Implement Sentence sentimental representation
Implement and choose different machine learning algorithms (Bayesian Classification, SVM, KNN, K-means) to implement the opinion classification and cluster.
Build graphs to record the analysis of the different persons and group’s opinions;
Using D3 to visualize the theme river and opinion group analysis.

Achievement: The research output paper Theme-River-Based Internet Public Opinion Visualization Correlation Analysis Methods was published on Information and Documentation Services, which is CS-SCI indexed.

11. A Web-Based Campus Service Robot Dialogue System | Academical

Status: Undergraduate Student

Type: Academic Research ( todo: need graph)

Supervisor: Prof Majun, Lanzhou University, Computer Science

In this project, I implemented a campus chatbot to help students. This program was highly recommended by my university to the China Ministry of Education. In Dec 2012, as the only recipient from Lanzhou University, I received a 25,000 RMB research innovation and entrepreneurship award from the Chinese Ministry of Education.

This chatbot could support student campus information QA, such as commute buses and library book information retrieval. Besides, the chatbot could help students' daily life, such as ordering takeout and sending cellphone texts by oral instructions automatically. Also, this chatbot supports common daily conversation.

In fact, this is my first comprehensive project. At that time, because python2.X didn’t support Chinese characters processing efficiently, I evenly needed to write the web spider on my own.
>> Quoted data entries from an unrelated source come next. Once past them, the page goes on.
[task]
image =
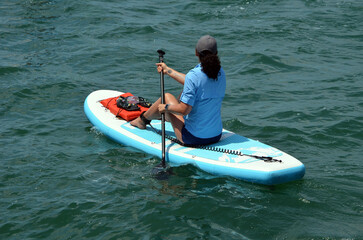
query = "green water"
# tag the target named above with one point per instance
(294, 73)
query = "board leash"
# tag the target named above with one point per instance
(215, 149)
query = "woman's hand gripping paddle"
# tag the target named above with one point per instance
(160, 170)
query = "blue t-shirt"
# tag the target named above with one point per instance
(205, 95)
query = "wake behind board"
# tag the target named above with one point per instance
(283, 168)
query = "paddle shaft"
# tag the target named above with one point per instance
(162, 92)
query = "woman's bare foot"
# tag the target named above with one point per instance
(138, 123)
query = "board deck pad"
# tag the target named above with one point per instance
(220, 163)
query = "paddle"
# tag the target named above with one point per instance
(160, 170)
(162, 93)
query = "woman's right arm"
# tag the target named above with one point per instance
(179, 77)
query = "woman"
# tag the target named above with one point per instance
(196, 116)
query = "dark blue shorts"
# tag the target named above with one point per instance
(190, 139)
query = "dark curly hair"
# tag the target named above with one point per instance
(210, 64)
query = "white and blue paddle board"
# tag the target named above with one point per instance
(247, 168)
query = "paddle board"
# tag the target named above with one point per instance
(283, 168)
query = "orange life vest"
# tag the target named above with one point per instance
(111, 104)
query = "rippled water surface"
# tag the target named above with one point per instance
(294, 72)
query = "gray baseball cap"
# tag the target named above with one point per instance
(208, 43)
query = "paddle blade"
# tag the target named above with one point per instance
(161, 172)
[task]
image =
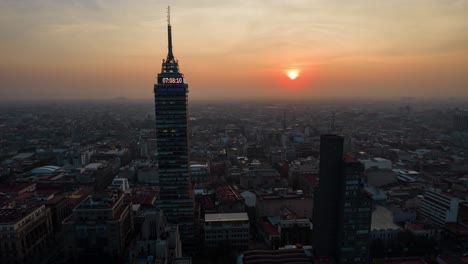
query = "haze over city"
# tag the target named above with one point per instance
(235, 49)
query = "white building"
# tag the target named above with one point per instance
(231, 228)
(439, 208)
(377, 163)
(121, 183)
(382, 225)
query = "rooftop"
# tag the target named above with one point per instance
(382, 218)
(226, 217)
(100, 201)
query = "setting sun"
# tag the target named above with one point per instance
(292, 74)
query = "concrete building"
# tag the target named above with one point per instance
(101, 224)
(439, 208)
(377, 163)
(231, 229)
(26, 234)
(380, 177)
(382, 225)
(158, 240)
(295, 231)
(199, 173)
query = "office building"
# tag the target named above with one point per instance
(170, 98)
(439, 208)
(326, 198)
(227, 230)
(25, 233)
(101, 225)
(355, 213)
(342, 210)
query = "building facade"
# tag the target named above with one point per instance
(227, 230)
(325, 210)
(354, 216)
(25, 233)
(342, 210)
(171, 108)
(439, 208)
(101, 225)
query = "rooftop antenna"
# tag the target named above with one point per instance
(333, 123)
(170, 56)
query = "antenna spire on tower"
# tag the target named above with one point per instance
(170, 56)
(169, 15)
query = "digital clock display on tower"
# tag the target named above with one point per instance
(172, 80)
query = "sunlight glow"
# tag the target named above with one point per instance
(292, 74)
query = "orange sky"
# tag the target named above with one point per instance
(234, 49)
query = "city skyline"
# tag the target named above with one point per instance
(102, 49)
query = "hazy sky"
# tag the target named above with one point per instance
(234, 49)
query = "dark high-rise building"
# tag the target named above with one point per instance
(342, 211)
(170, 98)
(326, 198)
(355, 212)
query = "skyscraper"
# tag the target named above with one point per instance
(170, 99)
(342, 212)
(326, 198)
(355, 212)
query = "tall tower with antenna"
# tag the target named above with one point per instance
(171, 108)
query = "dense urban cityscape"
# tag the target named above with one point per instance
(180, 181)
(254, 170)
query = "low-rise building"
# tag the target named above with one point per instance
(439, 208)
(101, 224)
(382, 226)
(26, 234)
(231, 229)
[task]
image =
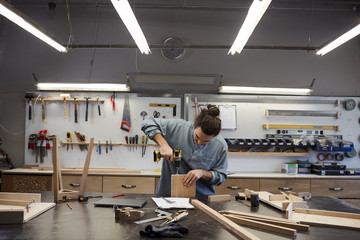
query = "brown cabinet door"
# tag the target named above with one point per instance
(237, 185)
(129, 184)
(336, 188)
(276, 185)
(72, 182)
(25, 183)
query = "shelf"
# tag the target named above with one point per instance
(270, 154)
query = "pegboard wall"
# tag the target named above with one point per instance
(251, 112)
(105, 127)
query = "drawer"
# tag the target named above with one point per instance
(336, 188)
(129, 184)
(25, 183)
(237, 185)
(72, 182)
(284, 184)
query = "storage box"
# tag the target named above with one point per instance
(289, 168)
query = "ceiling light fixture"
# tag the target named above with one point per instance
(93, 87)
(26, 23)
(256, 11)
(127, 16)
(265, 90)
(339, 41)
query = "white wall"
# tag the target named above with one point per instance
(21, 54)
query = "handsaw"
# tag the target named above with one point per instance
(125, 123)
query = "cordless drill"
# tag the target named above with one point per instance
(176, 155)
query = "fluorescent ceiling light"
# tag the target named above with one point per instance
(256, 11)
(340, 40)
(127, 16)
(22, 21)
(265, 90)
(100, 87)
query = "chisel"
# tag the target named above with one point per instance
(75, 110)
(87, 109)
(98, 106)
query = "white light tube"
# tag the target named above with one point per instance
(98, 87)
(265, 90)
(256, 11)
(127, 16)
(340, 40)
(6, 11)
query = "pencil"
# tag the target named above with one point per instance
(69, 206)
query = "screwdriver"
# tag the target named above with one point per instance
(136, 140)
(127, 141)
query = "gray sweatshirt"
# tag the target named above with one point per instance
(211, 156)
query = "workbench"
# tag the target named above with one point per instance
(84, 221)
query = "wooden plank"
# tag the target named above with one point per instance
(277, 197)
(262, 225)
(258, 216)
(326, 221)
(14, 202)
(86, 167)
(179, 190)
(289, 224)
(328, 213)
(219, 198)
(21, 196)
(225, 222)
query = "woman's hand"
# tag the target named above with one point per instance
(192, 176)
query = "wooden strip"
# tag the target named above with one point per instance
(179, 190)
(277, 197)
(290, 224)
(258, 216)
(219, 198)
(13, 202)
(21, 196)
(326, 221)
(86, 167)
(225, 222)
(262, 225)
(328, 213)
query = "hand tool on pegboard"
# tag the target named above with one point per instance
(75, 111)
(87, 109)
(125, 123)
(43, 110)
(112, 100)
(99, 110)
(173, 106)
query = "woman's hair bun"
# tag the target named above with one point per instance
(213, 110)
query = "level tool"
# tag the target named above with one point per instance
(291, 126)
(173, 106)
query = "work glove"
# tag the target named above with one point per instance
(173, 231)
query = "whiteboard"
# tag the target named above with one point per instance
(102, 128)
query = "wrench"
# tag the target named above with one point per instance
(160, 215)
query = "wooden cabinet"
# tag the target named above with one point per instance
(232, 185)
(340, 188)
(116, 184)
(72, 182)
(284, 184)
(25, 183)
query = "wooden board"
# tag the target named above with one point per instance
(326, 221)
(262, 225)
(179, 190)
(219, 198)
(281, 205)
(226, 223)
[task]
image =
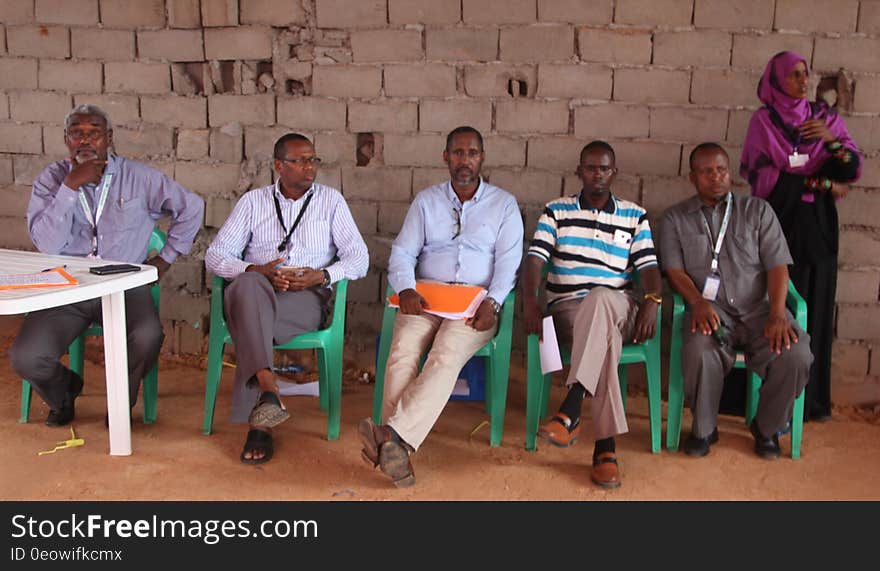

To work on several information resources, I built a web spider framework to get the necessary information. Moreover, because efficient deep learning methods hadn’t been come up with at that time, I needed to design sophisticated NLP algorithms from scratch.

In this project, I was responsible for:

Collecting corpus and standardized text data;
Implement the sentence semantic similarity algorithm;
Implement the quick retrieval system;
Implement the auto-learning method;

After more than one year of working, I reached the following achievements:

Won the first prize in Lanzhou University Student Innovation and Entrepreneurship Competition.
This program was recommended to the Ministry of Education of PRC.
This program became the only team awarded by the ministry among the Lanzhou University recommended projects. I received 25,000 RMB from the Ministry of Education of PRC, which exceeds the highest scholarship amount awarded by the university that year.
More importantly, this encouraged me to look forward to the deeper artificial intelligence learning future.